DeepDeblur-PyTorch
DeepDeblur-PyTorch copied to clipboard
Running Demo (MultiSaver) on Windows
I spent many hours trying to get this to work under Windows. I managed to get it to work now, so this is probably useful to others.
Setup
The first obstacle is the readline
Python package, which seems to be default on Unix systems, but not on Windows. For this, simply install the pyreadline
package, which is a Windows port of readline.
Understanding the command-line
Example command: python main.py --save_dir REDS_L1 --demo_input_dir d:/datasets/motion47set/noise_only --demo_output_dir ../results/motion47set
.
Explanation: specifying --demo_input_dir
(or --demo true
) will run an evaluation, using a pretrained model as specified in --save_dir
. Every image of my motion47set will be evaluated. The results will be saved alongside the folders src
and experiments
at the project root, in a folder results/motion47set
.
Note that even getting this far is not very intuitive, as others have already pointed out. Usually there is a separate python script for just evaluation/testing/inference. Next, the term demo is a bit unusual, at first I was expecting some interactive demonstration of some form. The save_dir
I had at first used as what demo_output_dir
does.
Another word of caution, if the output path is given without any .

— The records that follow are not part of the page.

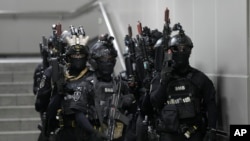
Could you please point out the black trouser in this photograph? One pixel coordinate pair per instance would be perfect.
(141, 130)
(198, 136)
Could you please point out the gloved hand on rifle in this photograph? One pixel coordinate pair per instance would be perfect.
(210, 135)
(98, 136)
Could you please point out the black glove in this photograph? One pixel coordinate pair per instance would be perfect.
(210, 135)
(97, 136)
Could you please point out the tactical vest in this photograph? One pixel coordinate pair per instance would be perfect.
(79, 97)
(182, 105)
(184, 95)
(103, 93)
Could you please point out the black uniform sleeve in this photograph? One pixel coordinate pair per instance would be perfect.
(44, 92)
(157, 93)
(36, 77)
(210, 102)
(208, 92)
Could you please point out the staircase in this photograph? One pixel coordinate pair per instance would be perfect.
(18, 118)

, it somehow ends up saving the results at d:/results/motion47set
, which again took me a while to figure out, i.e. on the root of the same drive that the project is located at. I suggest printing out the absolute output dir with os.path.abspath
to the user at some point, for clarity.
Bug
Running the above command will produce the following output:
===> Loading demo dataset: Demo
Loading model from ../experiment\REDS_L1\models\model-200.pt
Loading optimizer from ../experiment\REDS_L1\optim\optim-200.pt
Loss function: 1*L1
Metrics: PSNR,SSIM
Loading loss record from ../experiment\REDS_L1\loss.pt
===> Initializing trainer
results are saved in ../results/motion47set
| | 0/90 [00:00<?, ?it/s]Can't pickle local object 'MultiSaver.begin_background.<locals>.t'
|██▏ | 4/90 [00:06<02:14, 1.56s/it]Traceback (most recent call last):
File "<string>", line 1, in <module>
File "d:\Program Files\Anaconda3\envs\torch gpu\lib\multiprocessing\spawn.py", line 105, in spawn_main
exitcode = _main(fd)
File "d:\Program Files\Anaconda3\envs\torch gpu\lib\multiprocessing\spawn.py", line 115, in _main
self = reduction.pickle.load(from_parent)
EOFError: Ran out of input
|█████▋ | 11/90 [00:10<01:12, 1.09it/s]forrtl: error (200): program aborting due to control-C event
Also note that ctrl+c takes a really long time to terminate for me, and even slows down my entire machine for several seconds.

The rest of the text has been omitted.